Örneğin Fail 2019 yılında şubat nisan ekim ayları kdv beyannamesinde 25 ayrı sahte fatura kullanmış ve 2020 yılı mart ve nisan ayı beyannamelerinde ise 15 adet sahte fatura kullanmış ise bu takdirde 2019 yılı için sahte fatura kullanma suçundan zincirleme suç hükümleri uyarınca 1 adet ceza belirlenecek 2020 yılı için ayrıca sahte fatura kullanma suçundan zincirleme suç hükümleri uyarınca 1 adet ceza belirlenecek yani toplam 2 zincirleme sahte fatura kullanma suçu oluştuğu kabul olunarak 2 kez zincirleme sahte fatura kullanma suçundan cezalandırılacaktır.
‘Her takvim yılı içinde düzenlenen faturaların ayrı suçları oluşturması, ancak aynı takvim yılına ait birden fazla fatura düzenlenmesi halinde zincirleme suç hükümlerinin uygulanması gerektiği dikkate alınarak, TCK`nin 43. maddesinin 1. fıkrasının uygulanması gerektiğinin’ Y11CDEsas : 2017/16948Karar : 2020/1434Tarih : 18.02.2020(kazancı mevzuat ve içtihat programı)

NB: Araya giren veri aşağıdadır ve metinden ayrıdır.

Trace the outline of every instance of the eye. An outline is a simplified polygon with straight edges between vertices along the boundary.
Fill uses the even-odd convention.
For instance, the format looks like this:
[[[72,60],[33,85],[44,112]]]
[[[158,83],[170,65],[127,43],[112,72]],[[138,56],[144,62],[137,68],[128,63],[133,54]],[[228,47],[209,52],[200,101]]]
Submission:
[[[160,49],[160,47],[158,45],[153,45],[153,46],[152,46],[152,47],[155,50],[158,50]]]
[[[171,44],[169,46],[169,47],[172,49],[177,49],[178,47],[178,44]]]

‘Sahte fatura kullanma suçlarında her takvim yılında işlenen suçların birbirinden ayrı ve bağımsız suçları oluşturduğu, ancak aynı takvim yılı içerisinde farklı zamanlarda kullanılan sahte fatura eylemlerinin zincirleme sahte fatura kullanma suçunu oluşturacağı gözetilmeden, sanık hakkında 2008-2009 takvim yıllarında sahte fatura kullanma suçlarından ayrı ayrı hüküm kurulması gerekirken’ Y11CDEsas : 2019/3793Karar : 2020/1413Tarih : 18.02.2020(kazancı mevzuat ve içtihat programı)
d) Aynı örnekte Fail 2019 yılında ocak nisan aralık ayları beyannamesinde 25 ayrı sahte fatura kullanmış ve 2020 yılı mart ayı beyannamesinde ise 15 adet sahte fatura kullanmış ise bu takdirde 2019 yılı için sahte fatura kullanma suçundan zincirleme suç hükümleri uyarınca 1 adet ceza belirlenecek 2020 yılı için ayrıca fatura kullanma suçundan cezalandırılacak ancak 2020 yılı için zincirleme suç kabul edilerek T.C.K. 43/1 uyarınca artırım yapılamayacaktır. Yani toplam 2 sahte fatura kullanma suçu oluştuğu kabul olunarak 2019 takvim yılında işlenen sahte fatura kullanma suçundan dolayı cezada T.C.K. 43/1 uyarınca artırım yapılacak 2020 yılında işlenen suç için cezada artırım yapılmayacaktır.